Monday, December 29, 2014

Recipe: Spinach and Ham Spaghetti

Spaghetti is my favourite sort of pasta, is this is one of my favourite pasta dishes. Spaghetti in a creamy sauce, flavoured with rich spinach, sweet honey roast ham, and topped with delicious tangy camberzola cheese. If you haven't heard of camberzola, it is possibly the best cheese ever invented, it's a cross between camembert and gorgonzola- a perfect combination of soft and blue cheese. If you've never tried it, cart yourself off to a major supermarket or cheesemongers now!!!
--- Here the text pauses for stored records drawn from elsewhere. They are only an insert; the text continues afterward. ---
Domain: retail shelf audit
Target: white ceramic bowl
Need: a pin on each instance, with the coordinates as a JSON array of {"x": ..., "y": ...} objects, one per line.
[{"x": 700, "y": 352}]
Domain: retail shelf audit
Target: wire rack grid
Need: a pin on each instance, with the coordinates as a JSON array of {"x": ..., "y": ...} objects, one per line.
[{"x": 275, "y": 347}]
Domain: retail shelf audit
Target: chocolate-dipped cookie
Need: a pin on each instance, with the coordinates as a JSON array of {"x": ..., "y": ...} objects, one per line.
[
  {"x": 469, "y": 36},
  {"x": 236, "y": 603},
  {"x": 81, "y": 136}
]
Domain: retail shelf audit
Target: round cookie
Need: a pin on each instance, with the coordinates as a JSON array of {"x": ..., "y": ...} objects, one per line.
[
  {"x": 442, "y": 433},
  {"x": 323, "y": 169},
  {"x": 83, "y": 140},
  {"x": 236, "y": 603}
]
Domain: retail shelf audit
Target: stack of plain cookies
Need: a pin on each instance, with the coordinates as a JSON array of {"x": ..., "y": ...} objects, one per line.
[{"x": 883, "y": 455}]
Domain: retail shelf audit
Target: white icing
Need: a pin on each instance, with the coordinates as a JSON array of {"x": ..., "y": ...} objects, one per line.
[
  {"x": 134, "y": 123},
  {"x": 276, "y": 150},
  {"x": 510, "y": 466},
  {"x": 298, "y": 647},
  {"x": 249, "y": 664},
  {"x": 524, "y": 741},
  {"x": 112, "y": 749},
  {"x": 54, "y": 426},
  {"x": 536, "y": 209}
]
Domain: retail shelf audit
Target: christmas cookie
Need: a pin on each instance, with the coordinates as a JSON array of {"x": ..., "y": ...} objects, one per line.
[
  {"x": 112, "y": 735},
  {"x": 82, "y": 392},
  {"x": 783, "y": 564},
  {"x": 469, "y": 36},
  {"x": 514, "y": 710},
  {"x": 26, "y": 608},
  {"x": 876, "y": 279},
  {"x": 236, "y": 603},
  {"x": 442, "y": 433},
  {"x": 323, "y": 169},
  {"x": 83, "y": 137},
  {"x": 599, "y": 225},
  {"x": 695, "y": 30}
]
Spinach and Ham Spaghetti (serves 2)

20g butter
½ small white onion, finely diced
3 cloves garlic, crushed
½ tsp mixed herbs
1 tbsp fresh parsley, finely chopped
120g mushrooms, sliced
300ml buttermilk
100ml strong chicken stock
80g frozen peas
160g honey roasted wafer thin ham, diced
200g spaghetti
200g baby spinach
Salt and pepper to taste
80g camberzola, diced finely

1)      Fry the onion, garlic, mixed herbs, parsley, and mushrooms in the butter for 10 minutes. Meanwhile, bring a large pan of salted water to the boil. Add the buttermilk, and chicken stock, and cook on a high heat for a further 5 minutes.
2)      Cook the spaghetti according to the packet instructions. Add the peas and ham to the sauce and cook for a further 5 minutes. Add the spinach and cook for a final 4 minutes. Season to taste.
3)      Drain the spaghetti, return to the pan and add the sauce. Return to the heat and stir until all the ingredients are well combined and the spaghetti has soaked up the sauce. Serve, topped with the diced camberzola.